Predictor variables \(X_i\) can take any form:
- Continuous: \(\beta\) captures change in \(Y\) per unit change in \(X\)
- Indicator (\(X \in \{0, 1\}\)): \(\beta\) is the difference between categories
- Make dummy variables for categorical predictors
- Interaction (\(X_1 X_2)\): captures modification of the effect of one variable by another
- Polynomial (\(X^a\)): allow for nonlinear effects
- Natural cubic splines are a common flexible choice
Regression goodness of fit
Ways to test goodness of fit:
- Tests of the global null hypothesis, which is that the intercept-only model fits as well as the full model
- The intercept-only model is nested within the full model, so likelihood ratio test can be used
- Wald and Score test are also available but are less reliable
- Information criteria
- These balance underfitting against overfitting – additional parameters will only reduce information criteria when they offset complexity with better fit
- Explained variance
Regression diagnostics
Detecting outliers using residuals:
- Pearson residuals
- Sum of squared pearson residuals is the \(\chi^2\) statistic
- Deviance residuals
- Sum of squared deviance residuals is the deviance of the model
Detecting influential points:
- Leverage
- Distance of independent variable values from those of other observations
- Dfbeta
- Identify influential observations on estimates of each parameter
- Cook’s distance
- Influence of an observation overall
GEE
GEE allows unbiased estimation when there are clusters of correlated observations. It involves specifying a covariance matrix for the set of repeated outcome observations \(y_i\).
Normally we assume independence. This is the independence matrix with three measurements per subject/cluster:
\[ \begin{bmatrix} 1 & 0 & 0\\ 0 & 1 & 0\\ 0 & 0 & 1 \end{bmatrix} \]

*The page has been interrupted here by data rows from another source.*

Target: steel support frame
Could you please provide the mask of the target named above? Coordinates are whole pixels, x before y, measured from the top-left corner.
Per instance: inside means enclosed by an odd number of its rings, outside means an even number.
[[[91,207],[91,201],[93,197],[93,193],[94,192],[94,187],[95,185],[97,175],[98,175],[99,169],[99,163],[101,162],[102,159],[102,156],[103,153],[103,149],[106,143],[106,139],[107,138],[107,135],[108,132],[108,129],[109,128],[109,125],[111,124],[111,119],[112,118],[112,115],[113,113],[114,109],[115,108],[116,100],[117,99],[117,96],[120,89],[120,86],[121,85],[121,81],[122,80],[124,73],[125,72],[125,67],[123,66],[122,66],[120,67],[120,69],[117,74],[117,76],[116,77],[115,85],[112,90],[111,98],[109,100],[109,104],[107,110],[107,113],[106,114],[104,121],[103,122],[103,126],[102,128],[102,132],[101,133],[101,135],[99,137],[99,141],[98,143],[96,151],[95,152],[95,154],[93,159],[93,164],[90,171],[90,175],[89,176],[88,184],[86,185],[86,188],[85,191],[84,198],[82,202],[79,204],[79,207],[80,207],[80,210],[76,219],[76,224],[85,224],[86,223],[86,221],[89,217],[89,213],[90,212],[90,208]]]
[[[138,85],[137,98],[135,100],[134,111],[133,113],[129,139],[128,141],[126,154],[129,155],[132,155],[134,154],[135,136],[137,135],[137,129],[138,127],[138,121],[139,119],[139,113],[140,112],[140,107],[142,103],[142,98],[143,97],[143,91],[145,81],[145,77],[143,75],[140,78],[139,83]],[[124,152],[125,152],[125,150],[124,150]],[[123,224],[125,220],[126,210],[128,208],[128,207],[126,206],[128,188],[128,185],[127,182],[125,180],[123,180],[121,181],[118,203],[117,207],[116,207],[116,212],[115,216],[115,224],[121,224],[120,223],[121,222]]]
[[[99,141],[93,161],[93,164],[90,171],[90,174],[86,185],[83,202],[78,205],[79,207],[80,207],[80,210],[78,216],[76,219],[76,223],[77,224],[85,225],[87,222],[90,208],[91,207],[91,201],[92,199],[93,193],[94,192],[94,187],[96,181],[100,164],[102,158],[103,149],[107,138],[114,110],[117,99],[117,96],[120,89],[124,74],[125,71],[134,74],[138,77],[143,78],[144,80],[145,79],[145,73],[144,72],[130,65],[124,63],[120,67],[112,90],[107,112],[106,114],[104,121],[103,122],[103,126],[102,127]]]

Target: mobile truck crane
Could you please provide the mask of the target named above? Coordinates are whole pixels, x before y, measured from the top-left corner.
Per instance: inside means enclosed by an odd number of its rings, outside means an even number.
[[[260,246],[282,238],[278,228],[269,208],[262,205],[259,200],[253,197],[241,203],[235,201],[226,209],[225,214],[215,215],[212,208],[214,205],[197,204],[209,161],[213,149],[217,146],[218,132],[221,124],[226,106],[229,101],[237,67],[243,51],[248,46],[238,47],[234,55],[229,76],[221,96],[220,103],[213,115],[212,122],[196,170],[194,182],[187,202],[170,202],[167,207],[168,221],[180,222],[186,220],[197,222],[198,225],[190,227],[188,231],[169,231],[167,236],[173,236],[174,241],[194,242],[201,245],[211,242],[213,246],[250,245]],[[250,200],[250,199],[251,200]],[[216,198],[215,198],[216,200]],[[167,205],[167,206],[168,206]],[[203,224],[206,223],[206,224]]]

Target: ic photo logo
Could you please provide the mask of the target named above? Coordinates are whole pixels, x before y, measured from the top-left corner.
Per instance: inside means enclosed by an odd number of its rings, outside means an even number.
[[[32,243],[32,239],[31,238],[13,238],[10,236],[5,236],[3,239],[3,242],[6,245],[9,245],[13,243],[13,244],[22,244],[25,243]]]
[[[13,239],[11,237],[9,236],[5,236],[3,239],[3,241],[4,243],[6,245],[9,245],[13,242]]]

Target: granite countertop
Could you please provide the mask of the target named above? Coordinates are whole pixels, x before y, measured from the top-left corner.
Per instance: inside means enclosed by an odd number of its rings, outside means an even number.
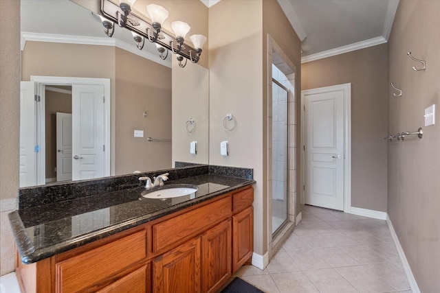
[[[165,183],[197,185],[195,198],[145,198],[141,186],[19,209],[9,218],[21,261],[31,263],[254,183],[204,174]]]

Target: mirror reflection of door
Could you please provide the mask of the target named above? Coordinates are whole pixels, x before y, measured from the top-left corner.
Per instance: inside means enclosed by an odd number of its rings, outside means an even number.
[[[56,181],[72,180],[72,113],[56,113]]]

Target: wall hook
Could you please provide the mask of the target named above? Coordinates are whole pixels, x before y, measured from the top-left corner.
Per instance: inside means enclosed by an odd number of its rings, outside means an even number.
[[[412,67],[412,70],[414,70],[415,71],[421,71],[422,70],[425,70],[426,69],[426,61],[424,60],[419,60],[417,58],[415,58],[414,57],[412,57],[412,56],[411,55],[411,52],[408,52],[406,54],[408,56],[410,56],[410,58],[411,59],[412,59],[413,60],[418,62],[419,63],[421,63],[424,65],[424,68],[421,68],[420,69],[417,69],[417,68],[415,68],[415,66]]]
[[[399,93],[398,93],[397,95],[396,95],[396,93],[393,93],[393,95],[395,97],[400,97],[400,96],[402,96],[402,90],[401,90],[401,89],[397,89],[397,87],[395,87],[395,86],[394,86],[394,84],[393,84],[393,82],[391,82],[391,86],[393,86],[393,88],[394,89],[395,89],[396,91],[399,91]]]

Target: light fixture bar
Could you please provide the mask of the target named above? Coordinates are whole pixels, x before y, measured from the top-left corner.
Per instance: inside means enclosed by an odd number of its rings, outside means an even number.
[[[124,12],[122,12],[119,5],[112,2],[111,0],[101,0],[100,8],[102,15],[115,23],[118,23],[118,13],[124,14]],[[130,12],[126,16],[125,28],[131,32],[134,32],[147,40],[148,39],[147,32],[149,30],[151,32],[155,30],[153,27],[153,25],[151,23],[142,19],[141,17],[137,16],[133,12]],[[164,32],[163,29],[161,30],[160,33],[159,34],[159,37],[155,40],[155,43],[162,47],[164,47],[168,50],[171,50],[171,42],[173,42],[174,44],[177,43],[176,38],[172,36],[170,33]],[[191,60],[191,54],[192,54],[193,62],[195,54],[195,49],[185,43],[182,44],[182,48],[179,52],[179,55],[186,58],[186,59]]]

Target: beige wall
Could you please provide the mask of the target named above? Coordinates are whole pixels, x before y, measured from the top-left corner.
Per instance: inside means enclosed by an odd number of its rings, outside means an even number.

But with GEE we specify any covariance structure for the outcomes. Using robust standard errors, the model will result in unbiased estimates even if the covariance structure is wrong. GEE is also an option to account for overdispersion in Poisson regression.
Parameter interpretation
One way to interpret parameter estimates is to check the standardized beta, which normalizes estimates by the standard error.
Profile likelihood confidence intervals can be more accurate than Wald confidence intervals with small sample sizes.
Multiple imputation
For this to work, data must either be MCAR, or it must be MAR with correct predictors available to use for imputation.
Procedure:
- Fit a regression with missing values as the outcome
- Impute predicted values using \(x = x_{pred} + \epsilon\), where \(\epsilon\) is a random normal term with the same variance as the regression residuals
- Make multiple copies of imputed datasets (>5)
- Fit the model for each dataset and estimate parameters by pooling results
Note: If multiple variables have missing values, we will have a multivariate normal distribution that can be sampled using MCMC. If the pattern of missingness is monotone (as for unfinished surveys) the values can be imputed sequentially instead.